Auburn, Miami and Penn State are also standing out. Williams now plans to decide his senior year. Or near the end of his junior year.
“Depends on how my junior year goes,” he said.
He aims to be a mechanical engineer. His 3.7 grade-point average says he has the grades for that degree, too.
Robert Ortega on “Baby James” Williams
If the best stories are supposed to have happy endings, this one is still in the works. But what might be almost as good as that?
A present filled with a lot of joy might just be.
Ortega came to know Williams a few years ago. He was coaching him “FBU” events. Or better yet, he wasn’t telling him he was all that. They grew close quickly.
“Everyone wonders why he loves me,” Ortega said. “That’s because I’m hard on him. I never tell him how good he is. I tell him he’s just not that good to me. I’ll tell him he’s sorry because I never want him to feel like he’s doing enough. In life, we are all never doing enough. I want him to know that. When we get settled, then we fail. Someone is working to be greater than he is at all times.”
Ortega applied to become his guardian. His grandmother, Ira, is still in his life. But he didn’t lose her as a grandmother. Even though she treats him like her son.
What he gained was a family. And it sounds like the Ortegas gained more.

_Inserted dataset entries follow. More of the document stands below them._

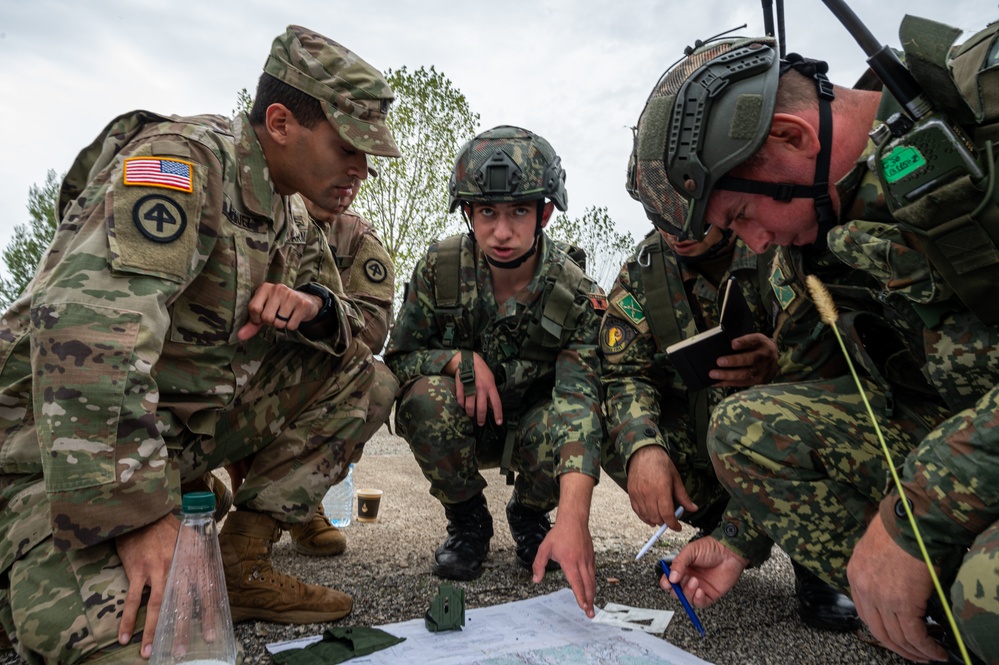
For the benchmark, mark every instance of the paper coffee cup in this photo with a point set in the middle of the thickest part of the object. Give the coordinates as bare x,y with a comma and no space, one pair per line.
368,502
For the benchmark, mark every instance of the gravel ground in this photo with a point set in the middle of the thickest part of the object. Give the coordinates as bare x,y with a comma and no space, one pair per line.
387,570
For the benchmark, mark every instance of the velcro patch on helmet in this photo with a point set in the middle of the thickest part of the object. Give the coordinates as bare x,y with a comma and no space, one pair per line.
653,126
746,118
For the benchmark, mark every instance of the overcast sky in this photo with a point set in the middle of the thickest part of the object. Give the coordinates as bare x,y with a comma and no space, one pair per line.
575,71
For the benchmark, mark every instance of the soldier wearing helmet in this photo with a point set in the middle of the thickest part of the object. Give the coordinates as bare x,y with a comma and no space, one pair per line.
738,138
496,350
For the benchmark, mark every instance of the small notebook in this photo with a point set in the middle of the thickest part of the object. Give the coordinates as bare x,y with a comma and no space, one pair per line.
695,356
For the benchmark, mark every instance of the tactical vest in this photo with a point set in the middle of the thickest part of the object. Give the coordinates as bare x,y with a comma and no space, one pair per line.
546,334
957,221
659,286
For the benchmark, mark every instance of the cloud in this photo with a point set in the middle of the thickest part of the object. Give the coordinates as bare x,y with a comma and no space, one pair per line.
577,72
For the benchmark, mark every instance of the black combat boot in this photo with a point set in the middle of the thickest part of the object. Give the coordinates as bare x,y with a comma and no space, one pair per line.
528,528
469,528
821,605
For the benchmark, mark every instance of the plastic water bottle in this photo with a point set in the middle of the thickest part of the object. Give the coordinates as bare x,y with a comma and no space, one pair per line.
339,501
195,624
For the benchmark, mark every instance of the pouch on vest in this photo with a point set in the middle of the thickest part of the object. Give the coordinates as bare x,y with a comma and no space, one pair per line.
943,190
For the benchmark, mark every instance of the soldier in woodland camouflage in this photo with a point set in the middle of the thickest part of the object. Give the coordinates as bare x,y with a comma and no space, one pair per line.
802,461
184,318
496,350
656,426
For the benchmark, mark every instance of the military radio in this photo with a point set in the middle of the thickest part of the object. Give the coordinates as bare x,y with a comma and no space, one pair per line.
919,150
937,182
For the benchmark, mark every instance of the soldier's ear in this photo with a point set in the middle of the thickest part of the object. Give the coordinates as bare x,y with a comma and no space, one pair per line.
546,213
279,122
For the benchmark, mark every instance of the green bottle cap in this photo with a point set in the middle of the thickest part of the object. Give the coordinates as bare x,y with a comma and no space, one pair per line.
197,502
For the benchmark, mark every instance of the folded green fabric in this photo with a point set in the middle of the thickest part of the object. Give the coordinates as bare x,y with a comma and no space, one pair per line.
339,645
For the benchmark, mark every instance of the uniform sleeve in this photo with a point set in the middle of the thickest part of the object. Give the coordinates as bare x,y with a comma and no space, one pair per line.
631,394
318,266
99,318
578,428
369,283
415,347
807,347
737,534
952,482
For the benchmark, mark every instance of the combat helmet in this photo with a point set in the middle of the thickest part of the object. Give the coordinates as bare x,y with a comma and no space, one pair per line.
706,115
504,165
508,164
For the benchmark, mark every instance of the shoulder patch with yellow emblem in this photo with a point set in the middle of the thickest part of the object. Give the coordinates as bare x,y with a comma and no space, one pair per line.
615,335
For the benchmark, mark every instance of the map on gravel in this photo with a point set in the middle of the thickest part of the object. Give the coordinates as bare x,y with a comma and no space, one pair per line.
547,630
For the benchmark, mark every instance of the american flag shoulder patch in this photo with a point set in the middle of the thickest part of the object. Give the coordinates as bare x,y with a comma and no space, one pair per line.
159,172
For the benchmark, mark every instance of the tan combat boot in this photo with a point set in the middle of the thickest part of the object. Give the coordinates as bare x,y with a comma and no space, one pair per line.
256,590
318,537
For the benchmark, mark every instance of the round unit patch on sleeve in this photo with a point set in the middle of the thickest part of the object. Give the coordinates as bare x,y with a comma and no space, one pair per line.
616,335
159,218
375,271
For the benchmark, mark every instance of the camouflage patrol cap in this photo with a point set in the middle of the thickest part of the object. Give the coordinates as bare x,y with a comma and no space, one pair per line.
354,95
507,164
706,115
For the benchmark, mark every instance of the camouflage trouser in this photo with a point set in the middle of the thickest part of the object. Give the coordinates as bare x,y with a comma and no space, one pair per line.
450,448
975,595
700,483
803,464
299,413
381,396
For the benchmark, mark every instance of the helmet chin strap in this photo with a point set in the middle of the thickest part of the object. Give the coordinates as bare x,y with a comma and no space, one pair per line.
712,252
519,261
819,189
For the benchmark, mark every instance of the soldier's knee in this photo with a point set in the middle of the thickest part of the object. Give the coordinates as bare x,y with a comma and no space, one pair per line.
426,403
976,598
382,393
730,420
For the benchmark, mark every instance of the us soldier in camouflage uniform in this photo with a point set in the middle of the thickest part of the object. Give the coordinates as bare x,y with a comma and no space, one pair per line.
182,319
496,349
802,461
368,276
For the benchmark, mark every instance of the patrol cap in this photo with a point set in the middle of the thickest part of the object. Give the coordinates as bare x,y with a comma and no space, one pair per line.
354,95
706,115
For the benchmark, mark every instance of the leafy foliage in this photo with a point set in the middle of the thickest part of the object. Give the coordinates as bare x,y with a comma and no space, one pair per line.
430,120
30,241
595,233
244,102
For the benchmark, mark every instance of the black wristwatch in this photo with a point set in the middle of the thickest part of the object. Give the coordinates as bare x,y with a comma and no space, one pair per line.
314,289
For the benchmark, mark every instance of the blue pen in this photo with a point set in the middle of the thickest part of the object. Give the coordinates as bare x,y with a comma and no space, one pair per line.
663,566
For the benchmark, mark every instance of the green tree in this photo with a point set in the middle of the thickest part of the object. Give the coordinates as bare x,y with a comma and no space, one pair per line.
244,102
596,234
25,251
407,203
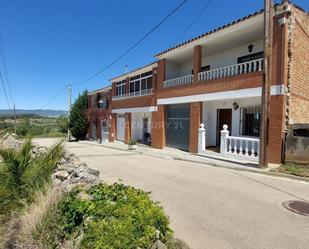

“When he came to us he was the best addition to my family,” Robert Ortega said. “He’s the best. He never had little brothers so he treats my kids like he is their big brother and he has been around them for years. They cry together. They pray together. He’s a great mentor. That’s the biggest thing I told him when he moved in. It was him being that role model. These kids look up to him. He’s not only a big role model for my son but to his whole football team.”
“He’s the best thing that ever happened to us.”
Ortega makes sure that Wiliams knows that. Daily.
“It was a blessing from God,” Ortega said. “Coming in from where he came from to where he is now, it feels like he has been in our family for forever. We’re blessed to have him.”
It meant he was the one getting him new shoes every few months. It meant home-cooked meals every night. That helped him put on those 40-something pounds in two years.
“He took me in as his son,” Williams said. “I love that man because he wants the best for me.”
Ortega still calls him “Baby James.”
“One thing that sticks out to me about him is just watching him cry,” Ortega said. “When I saw cry, that’s because he is very emotional. The thing is everybody goes crazy about ‘Oh James this’ and ‘Oh James that’ but watching him be emotional on the field and giving it his all, it touches me. I get chills thinking about it when I watch him. He plays with so much desire and passion it is awesome.”
Williams will always be found watching game film. To see what he and his Western High teammates are doing both right and wrong. He’ll do that on his phone.
Ortega also stoked the natural leadership qualities within Williams.
“I can’t say I can take credit for that as much as I am always drilling him into playing like a captain out there,” he said. “But what I will say that I’ve been telling him since youth football that if you want to be the best, then it all comes from being the best teammate. More than anything else.”